Which brings us to this article by Lori Gottleib entitled, appropriately: "Marry Him! The case for settling for Mr. Good Enough." (There's a separate Q&A on the article here for those who are interested.)
What they understood is this: as your priorities change from romance to family, the so-called “deal breakers” change. Some guys aren’t worldly, but they’d make great dads. Or you walk into a room and start talking to this person who is 5'4" and has an unfortunate nose, but he “gets” you.

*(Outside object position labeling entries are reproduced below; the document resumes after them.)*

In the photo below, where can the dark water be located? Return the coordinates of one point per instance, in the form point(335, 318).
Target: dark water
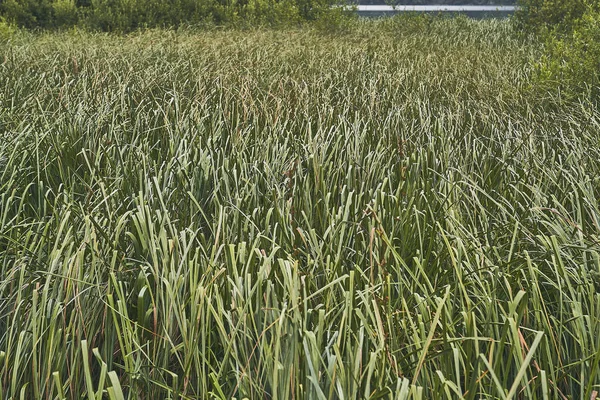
point(471, 10)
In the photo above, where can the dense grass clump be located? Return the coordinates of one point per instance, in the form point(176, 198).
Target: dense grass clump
point(396, 212)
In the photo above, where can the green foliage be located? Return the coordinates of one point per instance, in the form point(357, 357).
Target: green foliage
point(39, 13)
point(572, 62)
point(127, 15)
point(570, 32)
point(390, 213)
point(6, 30)
point(555, 15)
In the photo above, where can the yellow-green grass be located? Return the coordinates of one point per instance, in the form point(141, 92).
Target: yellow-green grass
point(395, 211)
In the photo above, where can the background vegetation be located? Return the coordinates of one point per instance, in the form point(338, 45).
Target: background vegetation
point(570, 31)
point(128, 15)
point(398, 211)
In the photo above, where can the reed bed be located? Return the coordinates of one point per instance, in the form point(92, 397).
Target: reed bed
point(395, 211)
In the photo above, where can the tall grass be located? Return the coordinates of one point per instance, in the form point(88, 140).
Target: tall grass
point(390, 213)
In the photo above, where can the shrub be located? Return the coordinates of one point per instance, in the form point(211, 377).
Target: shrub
point(538, 16)
point(573, 61)
point(570, 31)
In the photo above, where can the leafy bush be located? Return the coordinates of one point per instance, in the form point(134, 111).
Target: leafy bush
point(6, 30)
point(570, 31)
point(572, 62)
point(39, 13)
point(558, 15)
point(126, 15)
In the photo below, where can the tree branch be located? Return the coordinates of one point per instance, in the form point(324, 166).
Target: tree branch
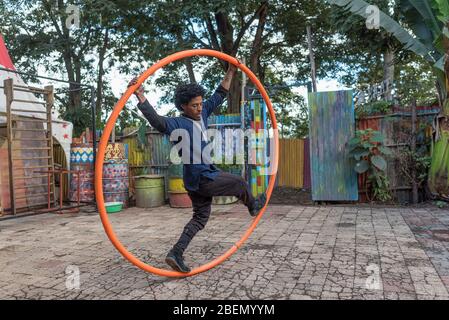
point(242, 31)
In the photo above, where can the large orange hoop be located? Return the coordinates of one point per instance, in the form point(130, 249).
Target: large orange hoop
point(104, 141)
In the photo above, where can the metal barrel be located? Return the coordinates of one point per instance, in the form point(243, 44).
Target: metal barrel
point(116, 174)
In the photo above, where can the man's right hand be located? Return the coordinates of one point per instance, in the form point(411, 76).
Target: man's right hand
point(140, 92)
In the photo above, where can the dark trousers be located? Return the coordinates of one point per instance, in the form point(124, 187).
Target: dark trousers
point(225, 184)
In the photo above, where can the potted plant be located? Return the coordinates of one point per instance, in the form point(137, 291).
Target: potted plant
point(368, 151)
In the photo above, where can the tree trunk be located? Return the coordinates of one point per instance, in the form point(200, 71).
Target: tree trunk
point(101, 72)
point(389, 72)
point(256, 49)
point(226, 34)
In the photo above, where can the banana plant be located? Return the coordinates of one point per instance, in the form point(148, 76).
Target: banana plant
point(429, 22)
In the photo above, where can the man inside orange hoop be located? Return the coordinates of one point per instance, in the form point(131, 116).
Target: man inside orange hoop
point(202, 180)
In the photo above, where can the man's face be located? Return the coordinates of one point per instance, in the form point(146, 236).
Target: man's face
point(193, 108)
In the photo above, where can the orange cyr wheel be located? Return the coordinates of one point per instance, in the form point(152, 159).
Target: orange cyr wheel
point(104, 141)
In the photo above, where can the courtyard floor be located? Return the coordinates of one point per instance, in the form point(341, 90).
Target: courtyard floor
point(296, 252)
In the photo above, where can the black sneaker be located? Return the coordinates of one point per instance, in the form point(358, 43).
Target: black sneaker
point(259, 203)
point(174, 259)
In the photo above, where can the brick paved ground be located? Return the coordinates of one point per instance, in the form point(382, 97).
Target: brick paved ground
point(330, 252)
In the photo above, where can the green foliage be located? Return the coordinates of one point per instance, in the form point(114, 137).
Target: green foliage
point(367, 149)
point(374, 108)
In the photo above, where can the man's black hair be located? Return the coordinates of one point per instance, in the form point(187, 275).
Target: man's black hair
point(186, 92)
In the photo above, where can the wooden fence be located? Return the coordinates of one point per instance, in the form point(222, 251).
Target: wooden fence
point(294, 163)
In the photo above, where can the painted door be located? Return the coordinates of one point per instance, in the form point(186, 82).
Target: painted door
point(332, 125)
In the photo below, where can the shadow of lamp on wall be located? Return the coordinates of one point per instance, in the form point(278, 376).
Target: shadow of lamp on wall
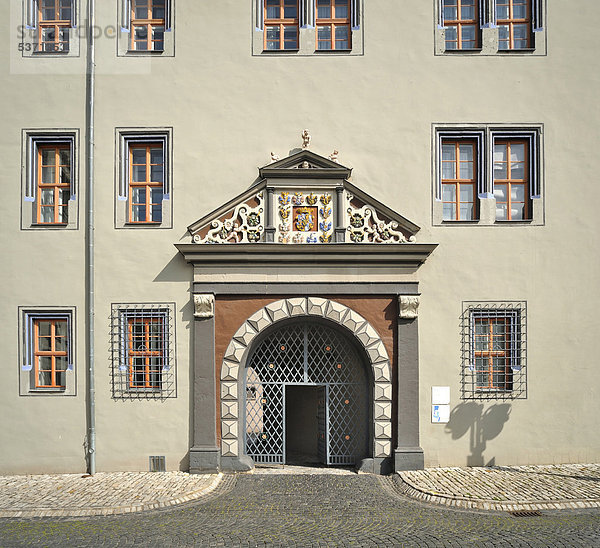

My long-married friend Renée offered this dating advice to me in an e-mail:
I would say even if he’s not the love of your life, make sure he’s someone you respect intellectually, makes you laugh, appreciates you … I bet there are plenty of these men in the older, overweight, and bald category (which they all eventually become anyway).
She wasn’t joking.
A number of my single women friends admit (in hushed voices and after I swear I won’t use their real names here) that they’d readily settle now but wouldn’t have 10 years ago. They believe that part of the problem is that we grew up idealizing marriage—and that if we’d had a more realistic understanding of its cold, hard benefits, we might have done things differently. Instead, we grew up thinking that marriage meant feeling some kind of divine spark, and so we walked away from uninspiring relationships that might have made us happy in the context of a family.
All marriages, of course, involve compromise, but where’s the cutoff? Where’s the line between compromising and settling, and at what age does that line seem to fade away? Choosing to spend your life with a guy who doesn’t delight in the small things in life might be considered settling at 30, but not at 35. By 40, if you get a cold shiver down your spine at the thought of embracing a certain guy, but you enjoy his company more than anyone else’s, is that settling or making an adult compromise?
I encourage you to read the entire article. While the subject as a whole is a downer, I take a little solace in the fact that -- and I think Gottleib is right about this -- my prospects get better with each passing year. (That, of course, assumes that my work schedule would change to accomodate a social life.)